This invention relates to wire coiling machines.
The demands required of coiling machines during the period from the 1940's to the present have increased markedly. For example, the coiling of resistance wire for sophisticated instrumentation has become extremely precise and exacting. At times, the wire involved is only 0.003 inches in diameter, i.e. about 0.0005 inches more than human hair. With wire this fine, the drive torque on the coiling rolls has a drastic effect on the operation. Yet, no machines in existence, including those of my previous patents, are of a design such that there is no drive torque to influence coiling pressure on the delicate wire.
Coiling machines of the 1940's, see e.g. my U.S. Pat. No. 2,227,602 employed broadfaced rubber rolls which picked up power directly from the spinning arbor and had to be angled to coil at all. So, the machine was built, of necessity, with compound angling sectors to the outside of each of the two rolls. It was not possible with such a construction to "hang" the coiling rolls. Thus, even their weight imparted pressure to the wire. And, transfer of coiling power from the rear of the machine caused torque imbalance between the two coiling rolls at the front of the machine. Actually when coiling the larger diameter wire then involved, this was not a significant problem. Subsequent coiling machines brought power from the rear of the machine by speed reduction and flexible cables so that the coiling rolls could be angled and have heavy coiling power. See e.g. my U.S. Pat. No. 3,082,810. Since surface speed synchronization of spinning arbor and back-up rings was only approximate on such machines, the two cooperative back-up rings were designed never to touch the spinning arbor. Hence, drive torque added to coiling pressure of one of the coiling rolls, i.e. the rear roll, and substracted from the other cooperative coiling roll, i.e. the front roll.
As a result of my more recent efforts, there is disclosed in copending application Ser. No. 7,158 now U.S. Pat. No. 4,208,896, special steel back-up rings which pick up their coiling power by steel-to-steel contact with the spinning arbor itself to coil delicate wire. It will be realized that very small forces are involved with spinning operations on such delicate wire. At times, the spinning arbors themselves are only 0.015 inches in diameter, so that the pick-up power of the two steel back-up rings biased against such small spinning arbors is minute, as are all the forces involved.

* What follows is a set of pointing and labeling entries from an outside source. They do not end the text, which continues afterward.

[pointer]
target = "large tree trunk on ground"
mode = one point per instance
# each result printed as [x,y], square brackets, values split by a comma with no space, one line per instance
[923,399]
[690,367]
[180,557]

To coil such fine wire sizes as presently necessary, and do so accurately and efficiently, it has been found important to obtain completely equal coiling pressure from both coiling rolls. It is also important that there be resilience of cushioning between the forming roll portion of the coiling roll, and the wire being coiled around the arbor. And if fast production is to be maintained, there must be excellent heat dissipation while coiling.
Development of a machine to satisfy these exacting requirements has resulted in a novel assembly which not only meets these requirements but surprisingly enough, is actually simpler in construction than prior machines.